# Boilerplate Setup

In [22]:
import requests
import json
import logging
import numpy as np
from itertools import islice
from elasticsearch import Elasticsearch

# Optional, enable client-side caching for TMDB
# Requires: https://httpcache.readthedocs.org/en/latest/
#from httpcache import CachingHTTPAdapter
#tmdb_api.mount('https://', CachingHTTPAdapter())
#tmdb_api.mount('http://', CachingHTTPAdapter())

# Some utilities for flattening the explain into something a bit more
# readable. Pass Explain JSON, get something readable (ironically this is what Solr's default output is :-p)
def flatten(l):
    [item for sublist in l for item in sublist]

def simplerExplain(explainJson, depth=0):
    result = " " * (depth * 2) + "%s, %s\n" % (explainJson['value'], explainJson['description'])
    #print json.dumps(explainJson, indent=True)
    if 'details' in explainJson:
        for detail in explainJson['details']:
            result += simplerExplain(detail, depth=depth+1)
    return result

# 3.2.2 Indexing TMDB Movies

In [2]:
def extract():
    f = open('tmdb.json')
    if f:
         return json.loads(f.read());        
    return {}

In [20]:
def reindex(analysisSettings={}, mappingSettings={}, movieDict={}):
    settings = { #A
        "settings": {
            "number_of_shards": 1, #B
            "index": {
                "analysis" : analysisSettings, #C
            }}}

    if mappingSettings:
        settings['mappings'] = mappingSettings #C

    resp = requests.delete("https://localhost:9200/tmdb") #D
    resp = requests.put("https://localhost:9200/tmdb", 
                        data=json.dumps(settings))

    bulkMovies = ""
    logging.info("building...")
    for id, movie in movieDict.iteritems(): 
        addCmd = {"index": {"_index": "tmdb", #E
                            "_type": "movie",
                            "_id": movie["id"]}}
        bulkMovies += json.dumps(addCmd) + "\n" + json.dumps(movie) + "\n"

    logging.info("indexing...")
    resp = requests.post("https://localhost:9200/_bulk", data=bulkMovies)


In [15]:
movieDict = extract()

In [16]:
print(list(islice(movieDict.items(), 2)))

[('93837', {'poster_path': '/mfMndRWFbzXbTx0g3rHUXFAxyOh.jpg', 'production_countries': [{'iso_3166_1': 'US', 'name': 'United States of America'}], 'revenue': 0, 'overview': 'When the FBI hires her to go undercover at a college sorority, Molly Morris (Miley Cyrus) must transform herself from a tough, streetwise private investigator to a refined, sophisticated university girl to help protect the daughter of a one-time Mobster.
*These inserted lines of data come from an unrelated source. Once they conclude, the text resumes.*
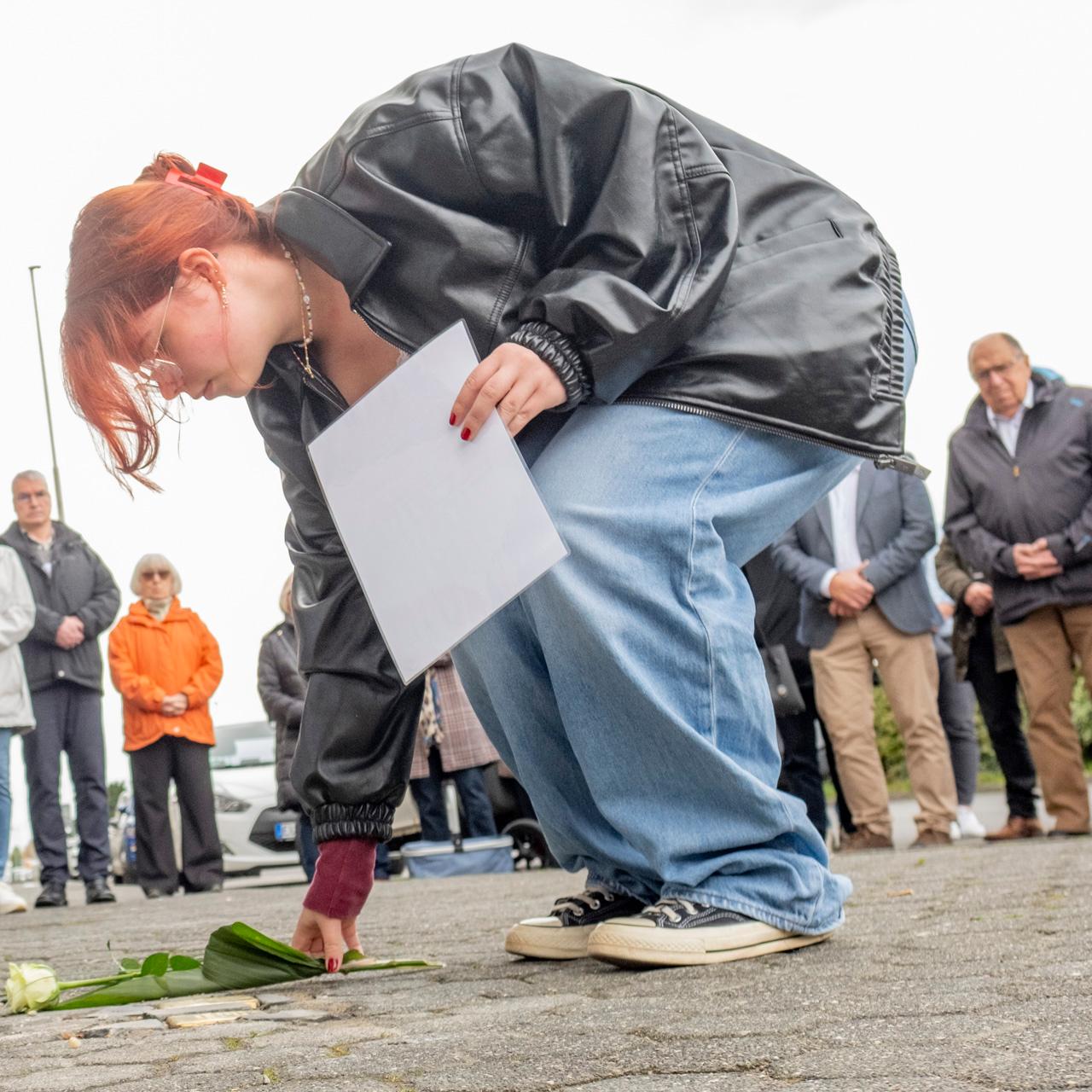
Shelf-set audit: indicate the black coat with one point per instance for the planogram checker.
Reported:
(675, 261)
(282, 689)
(1045, 491)
(81, 585)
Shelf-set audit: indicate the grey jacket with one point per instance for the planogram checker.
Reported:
(894, 531)
(995, 500)
(16, 619)
(282, 690)
(80, 585)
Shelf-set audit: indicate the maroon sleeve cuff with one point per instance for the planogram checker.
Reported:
(343, 877)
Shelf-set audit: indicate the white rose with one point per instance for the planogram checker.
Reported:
(31, 986)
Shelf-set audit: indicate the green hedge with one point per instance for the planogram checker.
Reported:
(893, 755)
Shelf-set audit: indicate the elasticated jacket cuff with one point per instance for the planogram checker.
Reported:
(332, 822)
(560, 351)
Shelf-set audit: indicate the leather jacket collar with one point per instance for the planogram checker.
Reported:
(328, 236)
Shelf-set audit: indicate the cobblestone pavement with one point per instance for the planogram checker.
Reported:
(958, 969)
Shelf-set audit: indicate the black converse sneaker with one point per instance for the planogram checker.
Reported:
(565, 932)
(681, 932)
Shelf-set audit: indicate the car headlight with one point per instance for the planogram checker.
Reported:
(222, 802)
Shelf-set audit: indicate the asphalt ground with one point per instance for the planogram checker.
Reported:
(967, 967)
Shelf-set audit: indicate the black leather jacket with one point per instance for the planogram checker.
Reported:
(669, 259)
(80, 585)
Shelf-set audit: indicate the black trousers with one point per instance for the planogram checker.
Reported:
(171, 758)
(69, 718)
(799, 765)
(997, 694)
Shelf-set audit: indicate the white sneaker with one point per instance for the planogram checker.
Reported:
(10, 903)
(681, 932)
(969, 823)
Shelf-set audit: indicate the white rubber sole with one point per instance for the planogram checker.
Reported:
(624, 944)
(546, 938)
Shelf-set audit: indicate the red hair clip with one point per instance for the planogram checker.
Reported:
(209, 177)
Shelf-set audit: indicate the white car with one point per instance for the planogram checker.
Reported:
(254, 834)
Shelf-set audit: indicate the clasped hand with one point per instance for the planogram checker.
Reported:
(175, 705)
(1036, 561)
(850, 593)
(512, 380)
(979, 597)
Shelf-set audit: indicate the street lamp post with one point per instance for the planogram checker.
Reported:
(45, 388)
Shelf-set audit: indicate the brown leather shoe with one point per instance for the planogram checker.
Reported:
(864, 839)
(1016, 827)
(928, 839)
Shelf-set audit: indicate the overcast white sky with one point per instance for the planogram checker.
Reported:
(960, 125)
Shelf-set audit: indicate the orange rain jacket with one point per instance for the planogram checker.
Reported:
(151, 659)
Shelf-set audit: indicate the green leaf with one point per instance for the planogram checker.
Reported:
(239, 956)
(359, 963)
(145, 987)
(259, 940)
(156, 963)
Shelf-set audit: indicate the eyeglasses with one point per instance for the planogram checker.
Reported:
(165, 374)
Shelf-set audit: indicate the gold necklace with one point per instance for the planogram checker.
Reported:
(306, 319)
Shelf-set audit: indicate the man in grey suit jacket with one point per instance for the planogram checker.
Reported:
(857, 557)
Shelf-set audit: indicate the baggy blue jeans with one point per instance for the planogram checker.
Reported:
(6, 735)
(624, 688)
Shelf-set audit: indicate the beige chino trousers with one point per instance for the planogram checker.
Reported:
(843, 679)
(1043, 647)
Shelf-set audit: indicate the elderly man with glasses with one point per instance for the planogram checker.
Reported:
(1019, 511)
(75, 600)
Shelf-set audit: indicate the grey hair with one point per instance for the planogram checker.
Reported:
(1008, 339)
(159, 561)
(28, 476)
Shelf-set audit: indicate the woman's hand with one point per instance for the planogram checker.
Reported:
(175, 705)
(511, 379)
(326, 937)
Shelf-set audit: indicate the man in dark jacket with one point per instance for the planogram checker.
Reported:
(857, 557)
(1019, 509)
(282, 690)
(983, 658)
(77, 600)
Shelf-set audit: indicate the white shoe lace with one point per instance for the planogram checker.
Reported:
(589, 899)
(671, 908)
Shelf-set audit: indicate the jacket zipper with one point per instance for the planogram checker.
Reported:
(322, 386)
(382, 334)
(900, 463)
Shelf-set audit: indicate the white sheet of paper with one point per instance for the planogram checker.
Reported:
(441, 533)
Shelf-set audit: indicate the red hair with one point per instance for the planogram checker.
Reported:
(124, 259)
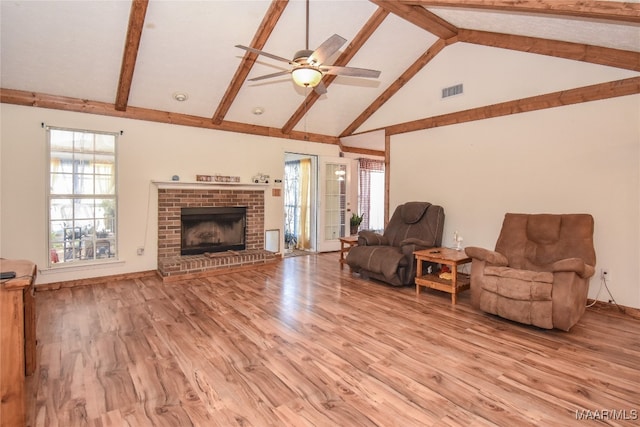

With several suspects on her list, Molly unexpectedly discovers that not everyone is who they appear to be, including herself.', 'video': False, 'id': 93837, 'genres': [{'id': 28, 'name': 'Action'}, {'id': 35, 'name': 'Comedy'}], 'title': 'So Undercover', 'tagline': "Meet the FBI's new secret weapon", 'vote_count': 55, 'homepage': '', 'belongs_to_collection': None, 'original_language': 'en', 'status': 'Released', 'spoken_languages': [{'iso_639_1': 'en', 'name': 'English'}], 'imdb_id': 'tt1766094', 'adult': False, 'backdrop_path': '/o4Tt60z94Hbgk8adeZG9WE4S2im.jpg',

In [23]:
es = Elasticsearch("http://localhost:9200/")


# 3.2.3 Basic Searching

In [None]:
def search(query):
    url = 'http://localhost:9200/tmdb/movie/_search'
    httpResp = requests.get(url, data=json.dumps(query)) #A
    searchHits = json.loads(httpResp.text)['hits']
    print "Num\tRelevance Score\t\tMovie Title\t\tOverview" #B
    for idx, hit in enumerate(searchHits['hits']):
            print "%s\t%s\t\t%s" % (idx + 1, hit['_score'], hit['_source']['title'])


In [None]:
usersSearch = 'basketball with cartoon aliens'
query = {
    'query': {
        'multi_match': { 
            'query': usersSearch, #A
            'fields': ['title^10', 'overview'], #B
        },
    },
    'size': '100'
}
search(query)


# 2.3.1 Query Validation API

In [None]:
query = {
   'query': {
        'multi_match': { 
            'query': usersSearch,  #User's query
            'fields': ['title^10', 'overview']
        }
    }
}
httpResp = requests.get('http://localhost:9200' + 
			    '/tmdb/movie/_validate/query?explain',
			     data=json.dumps(query))
print json.loads(httpResp.text)

# 2.3.3 Debugging Analysis

In [None]:
# Inner Layer of the Onion -- Why did the search engine consider these movies matches? Two sides to this
# (1) What tokens are placed in the search engine?
# (2) What did the search engine attempt to match exactly?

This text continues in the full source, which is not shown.